What is Correlation analysis?
Correlation analysis is a statistical test that lets you rank features by their correlation with numeric attributes using Pearson (linear), Spearman (rank), or Kendall (tau) correlation.
Running Correlation analysis
We recommend normalizing you data prior to running Correlation analysis, but it can be invoked on any counts data node.
- Click the counts data node
- Click the Statistics section in the toolbox
- Click Correlation
- Choose the method to use for correlation analysis (Figure 1)
Feature many-to-one correlation
Only numeric factors are available. When multiple factors are added, the correlation analysis will perform each factor with a feature in the data node independently.
- Select the factors and interactions to include in the statistical test (Figure 2)
- Click Next
- It is optional to apply a lowest coverage filter or configure the advanced settings
- Click Finish to run
Correlation analysis produces a Correlation data node; double-click to open the task report (Figure 3) which is similar to the ANOVA and GSA task reports and includes a table with features on rows and statistical results on columns.
Each feature includes chromosome view, dot plot, correlation plot, and extra details buttons in the View column.
Correlation analysis advanced options
Low value filter
Low-value filter allows you to specify criteria to exclude features that do not meet the requirements for the calculation. If there is a filter feature task performed in the upstream analysis, the default of this filter is set to None, otherwise, the default is Lowest average coverage is set to 1.
Lowest average coverage: the computation will exclude a feature if its geometric mean across all samples is below the specified value
Lowest maximum coverage: the computation will exclude a feature if its maximum across all samples is below the specified value
Minimum coverage: the computation will exclude a feature if its sum across all samples is below the specified value
None: include all features in the computation
Multiple test correction
Multiple test correction can be performed on the p-values of each comparison, with FDR step-up being the default. If you check the Storey q-value, an extra column with q-values will be added to the report.

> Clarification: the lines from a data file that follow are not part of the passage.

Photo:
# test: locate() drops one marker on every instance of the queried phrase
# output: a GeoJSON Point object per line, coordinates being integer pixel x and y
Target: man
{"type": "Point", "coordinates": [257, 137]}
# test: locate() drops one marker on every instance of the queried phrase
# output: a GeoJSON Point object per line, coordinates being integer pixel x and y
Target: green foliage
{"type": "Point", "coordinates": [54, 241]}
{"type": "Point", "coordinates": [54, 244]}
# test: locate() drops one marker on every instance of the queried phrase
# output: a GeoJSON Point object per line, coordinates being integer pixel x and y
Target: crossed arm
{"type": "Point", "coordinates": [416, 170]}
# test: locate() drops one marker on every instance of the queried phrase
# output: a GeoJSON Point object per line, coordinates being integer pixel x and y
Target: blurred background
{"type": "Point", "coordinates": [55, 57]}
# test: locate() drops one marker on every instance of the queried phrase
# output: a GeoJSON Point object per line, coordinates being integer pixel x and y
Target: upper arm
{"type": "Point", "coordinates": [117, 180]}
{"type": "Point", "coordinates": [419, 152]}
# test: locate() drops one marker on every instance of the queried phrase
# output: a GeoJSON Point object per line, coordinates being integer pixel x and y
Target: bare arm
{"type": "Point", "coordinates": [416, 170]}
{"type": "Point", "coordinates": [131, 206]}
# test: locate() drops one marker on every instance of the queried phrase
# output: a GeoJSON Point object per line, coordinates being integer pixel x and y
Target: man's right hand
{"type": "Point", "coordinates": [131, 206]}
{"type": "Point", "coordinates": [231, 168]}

Use only reliable estimation results
There are situations when a model estimation procedure does not fail outright but still encounters some difficulties. In this case, it can even generate p-value and fold change on the comparisons, but they are not reliable, i.e. they can be misleading. Therefore, the default of Use only reliable estimation results is set Yes.
Correlation type
Sets the type of correlation used to calculate the correlation coefficient and p-value. Options are Pearson (linear), Spearman (rank), Kendall (tau). Default is Pearson (linear).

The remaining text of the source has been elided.